Committing your life story to paper doesn't have to end in a book deal to be considered successful. What really matters is the insight you gain along the way.
You will need
- Conversations with loved ones
Step 1 Start randomly Jot down the memories that remain most vivid in your mind — even if they don’t seem significant. Chances are if you’ve remembered them all this time, they are the memories that are most meaningful to you.
Step 2 Review your notes Review your notes to see if there is a theme to your memories. Many autobiographies have one.
Step 3 Organize your thoughts Figure out how you want to organize your story. You don’t have to start at the beginning; you launch the book with a defining event, or even start with the present, and then go back in time. Or organize your life story according to themes.
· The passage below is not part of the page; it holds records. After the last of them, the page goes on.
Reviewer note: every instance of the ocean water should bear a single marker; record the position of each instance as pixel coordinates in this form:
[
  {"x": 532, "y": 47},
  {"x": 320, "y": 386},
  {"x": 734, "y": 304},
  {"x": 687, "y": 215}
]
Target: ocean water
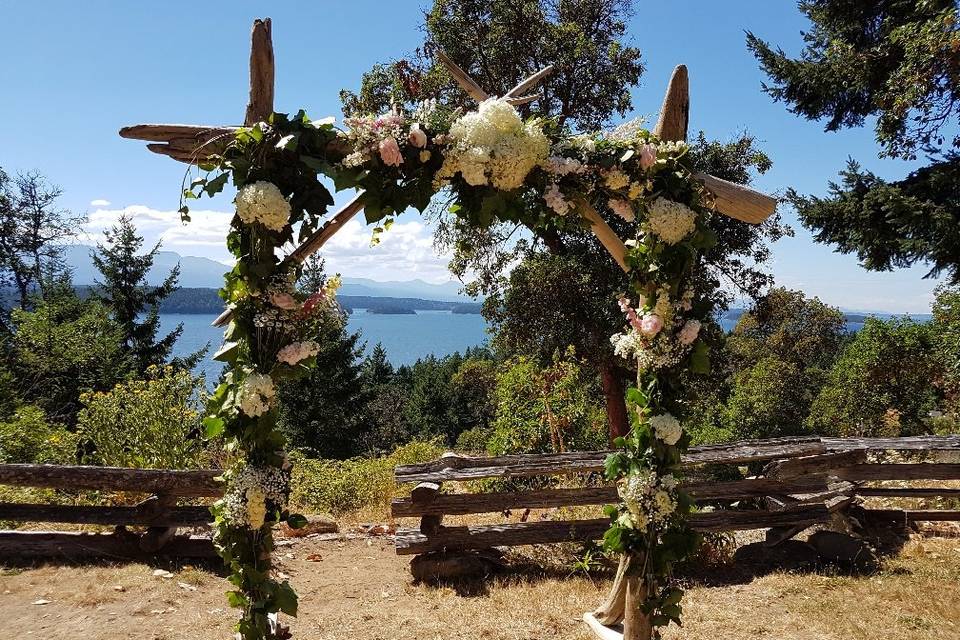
[{"x": 405, "y": 337}]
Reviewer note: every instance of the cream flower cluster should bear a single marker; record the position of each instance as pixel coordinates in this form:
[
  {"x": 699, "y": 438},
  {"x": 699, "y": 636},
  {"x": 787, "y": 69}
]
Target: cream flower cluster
[
  {"x": 493, "y": 146},
  {"x": 656, "y": 336},
  {"x": 256, "y": 394},
  {"x": 252, "y": 492},
  {"x": 666, "y": 428},
  {"x": 671, "y": 221},
  {"x": 297, "y": 352},
  {"x": 262, "y": 202},
  {"x": 650, "y": 499}
]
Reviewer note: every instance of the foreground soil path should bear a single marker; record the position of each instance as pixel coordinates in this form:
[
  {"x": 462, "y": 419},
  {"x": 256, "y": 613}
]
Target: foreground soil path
[{"x": 360, "y": 590}]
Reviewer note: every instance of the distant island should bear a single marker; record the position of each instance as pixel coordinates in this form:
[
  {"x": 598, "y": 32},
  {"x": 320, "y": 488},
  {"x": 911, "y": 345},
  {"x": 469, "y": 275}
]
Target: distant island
[{"x": 206, "y": 300}]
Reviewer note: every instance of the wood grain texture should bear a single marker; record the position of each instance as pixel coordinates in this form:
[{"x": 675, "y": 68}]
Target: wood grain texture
[
  {"x": 468, "y": 503},
  {"x": 412, "y": 541},
  {"x": 188, "y": 516},
  {"x": 464, "y": 468},
  {"x": 607, "y": 236},
  {"x": 460, "y": 76},
  {"x": 738, "y": 201},
  {"x": 675, "y": 111},
  {"x": 260, "y": 105},
  {"x": 197, "y": 483},
  {"x": 23, "y": 545}
]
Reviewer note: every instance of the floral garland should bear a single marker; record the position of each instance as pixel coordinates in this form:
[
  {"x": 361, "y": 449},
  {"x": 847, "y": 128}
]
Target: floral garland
[{"x": 497, "y": 167}]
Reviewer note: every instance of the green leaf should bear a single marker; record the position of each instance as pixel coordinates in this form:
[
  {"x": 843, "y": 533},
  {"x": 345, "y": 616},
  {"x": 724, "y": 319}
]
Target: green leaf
[
  {"x": 700, "y": 358},
  {"x": 212, "y": 427},
  {"x": 296, "y": 521},
  {"x": 286, "y": 599}
]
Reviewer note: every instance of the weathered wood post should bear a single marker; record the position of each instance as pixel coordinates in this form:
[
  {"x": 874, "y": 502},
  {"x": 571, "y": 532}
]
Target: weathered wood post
[{"x": 629, "y": 585}]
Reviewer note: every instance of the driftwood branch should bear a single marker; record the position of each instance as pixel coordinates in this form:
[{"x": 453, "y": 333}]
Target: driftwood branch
[
  {"x": 260, "y": 106},
  {"x": 466, "y": 82},
  {"x": 311, "y": 245},
  {"x": 675, "y": 112},
  {"x": 607, "y": 236}
]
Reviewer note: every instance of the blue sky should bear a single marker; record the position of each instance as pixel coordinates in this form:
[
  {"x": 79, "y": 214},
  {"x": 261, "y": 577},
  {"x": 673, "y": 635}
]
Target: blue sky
[{"x": 75, "y": 72}]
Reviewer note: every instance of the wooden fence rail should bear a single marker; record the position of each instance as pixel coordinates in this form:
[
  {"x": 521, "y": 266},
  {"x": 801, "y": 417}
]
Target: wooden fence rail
[
  {"x": 159, "y": 512},
  {"x": 806, "y": 481}
]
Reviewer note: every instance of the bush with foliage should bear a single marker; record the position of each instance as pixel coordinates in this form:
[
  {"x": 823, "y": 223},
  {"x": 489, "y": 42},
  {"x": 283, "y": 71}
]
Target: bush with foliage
[
  {"x": 547, "y": 409},
  {"x": 27, "y": 437},
  {"x": 152, "y": 423},
  {"x": 882, "y": 383},
  {"x": 345, "y": 486}
]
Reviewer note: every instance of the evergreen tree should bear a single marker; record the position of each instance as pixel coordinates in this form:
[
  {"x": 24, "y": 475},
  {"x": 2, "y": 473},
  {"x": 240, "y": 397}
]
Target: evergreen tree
[
  {"x": 893, "y": 62},
  {"x": 323, "y": 412}
]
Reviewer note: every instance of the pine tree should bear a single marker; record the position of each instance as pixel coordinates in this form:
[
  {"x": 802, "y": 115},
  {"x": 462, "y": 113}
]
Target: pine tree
[{"x": 133, "y": 304}]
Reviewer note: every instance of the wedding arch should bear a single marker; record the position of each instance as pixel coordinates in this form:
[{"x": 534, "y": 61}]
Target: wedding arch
[{"x": 495, "y": 166}]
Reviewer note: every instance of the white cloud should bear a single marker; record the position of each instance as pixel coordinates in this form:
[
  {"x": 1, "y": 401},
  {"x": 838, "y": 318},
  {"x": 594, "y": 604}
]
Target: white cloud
[{"x": 405, "y": 252}]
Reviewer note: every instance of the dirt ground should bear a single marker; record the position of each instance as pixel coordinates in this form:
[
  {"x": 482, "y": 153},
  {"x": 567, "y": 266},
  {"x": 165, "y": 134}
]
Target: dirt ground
[{"x": 361, "y": 590}]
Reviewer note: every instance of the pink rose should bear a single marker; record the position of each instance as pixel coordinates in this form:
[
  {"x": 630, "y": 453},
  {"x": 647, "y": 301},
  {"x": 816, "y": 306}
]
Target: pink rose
[
  {"x": 390, "y": 152},
  {"x": 284, "y": 301},
  {"x": 648, "y": 155},
  {"x": 689, "y": 332},
  {"x": 417, "y": 137},
  {"x": 650, "y": 325}
]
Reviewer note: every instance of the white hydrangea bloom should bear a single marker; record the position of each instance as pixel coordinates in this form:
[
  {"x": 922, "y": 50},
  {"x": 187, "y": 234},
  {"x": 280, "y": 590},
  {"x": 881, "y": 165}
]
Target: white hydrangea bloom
[
  {"x": 250, "y": 492},
  {"x": 493, "y": 146},
  {"x": 256, "y": 393},
  {"x": 555, "y": 200},
  {"x": 262, "y": 202},
  {"x": 298, "y": 351},
  {"x": 666, "y": 428},
  {"x": 671, "y": 221}
]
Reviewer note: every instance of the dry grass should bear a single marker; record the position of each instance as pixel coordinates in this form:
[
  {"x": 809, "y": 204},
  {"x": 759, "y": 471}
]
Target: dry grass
[{"x": 361, "y": 590}]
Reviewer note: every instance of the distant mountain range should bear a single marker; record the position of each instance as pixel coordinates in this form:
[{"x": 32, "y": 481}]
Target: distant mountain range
[{"x": 203, "y": 273}]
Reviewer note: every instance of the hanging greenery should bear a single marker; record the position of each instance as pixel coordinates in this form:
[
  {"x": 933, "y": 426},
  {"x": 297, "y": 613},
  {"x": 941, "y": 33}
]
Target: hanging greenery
[{"x": 495, "y": 167}]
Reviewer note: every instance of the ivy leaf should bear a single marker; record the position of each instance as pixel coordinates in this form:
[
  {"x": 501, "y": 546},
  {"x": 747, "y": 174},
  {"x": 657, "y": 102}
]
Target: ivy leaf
[
  {"x": 296, "y": 521},
  {"x": 212, "y": 427},
  {"x": 700, "y": 358},
  {"x": 286, "y": 599}
]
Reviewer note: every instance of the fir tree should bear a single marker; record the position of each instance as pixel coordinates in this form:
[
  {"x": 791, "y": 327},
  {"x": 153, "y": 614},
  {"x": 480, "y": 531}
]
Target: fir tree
[{"x": 133, "y": 304}]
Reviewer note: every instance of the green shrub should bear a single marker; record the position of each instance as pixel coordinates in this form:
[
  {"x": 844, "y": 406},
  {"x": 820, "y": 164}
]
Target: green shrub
[
  {"x": 344, "y": 486},
  {"x": 152, "y": 423},
  {"x": 28, "y": 438},
  {"x": 547, "y": 409}
]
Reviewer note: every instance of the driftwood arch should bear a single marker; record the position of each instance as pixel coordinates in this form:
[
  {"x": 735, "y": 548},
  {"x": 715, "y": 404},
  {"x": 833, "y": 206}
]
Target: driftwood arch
[{"x": 195, "y": 144}]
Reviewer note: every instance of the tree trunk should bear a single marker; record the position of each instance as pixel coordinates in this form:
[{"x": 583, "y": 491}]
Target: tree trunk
[{"x": 614, "y": 391}]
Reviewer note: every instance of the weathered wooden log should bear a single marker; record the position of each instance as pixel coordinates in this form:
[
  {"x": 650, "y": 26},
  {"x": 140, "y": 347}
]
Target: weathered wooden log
[
  {"x": 637, "y": 625},
  {"x": 424, "y": 495},
  {"x": 529, "y": 82},
  {"x": 312, "y": 244},
  {"x": 607, "y": 236},
  {"x": 737, "y": 201},
  {"x": 931, "y": 444},
  {"x": 816, "y": 464},
  {"x": 468, "y": 503},
  {"x": 611, "y": 611},
  {"x": 474, "y": 468},
  {"x": 912, "y": 515},
  {"x": 260, "y": 106},
  {"x": 675, "y": 111},
  {"x": 188, "y": 516},
  {"x": 198, "y": 483},
  {"x": 169, "y": 132},
  {"x": 907, "y": 492},
  {"x": 410, "y": 541},
  {"x": 466, "y": 82},
  {"x": 920, "y": 471},
  {"x": 22, "y": 545}
]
Step 4 Talk to loved ones Talk to friends and family members to fill in memory gaps and to gain different perspectives on your experiences.
Be aware that the stories you include about others could adversely affect your relationship with them. Consider changing their names to protect their identities.
Step 5 Be descriptive Once you start writing, write descriptively. Don’t just chronicle the major events in your life; transport the reader with vivid accounts of how everything looked, smelled, felt, and sounded. Include dialogue: Snippets of conversations can really make memories come alive.
Step 6 Be honest Above all, be honest. An autobiography won’t ring true to your readers — or be cathartic for you — if you don’t bare your soul.
Did You Know:
Actress Drew Barrymore wrote her autobiography, Little Girl Lost, when she was 14.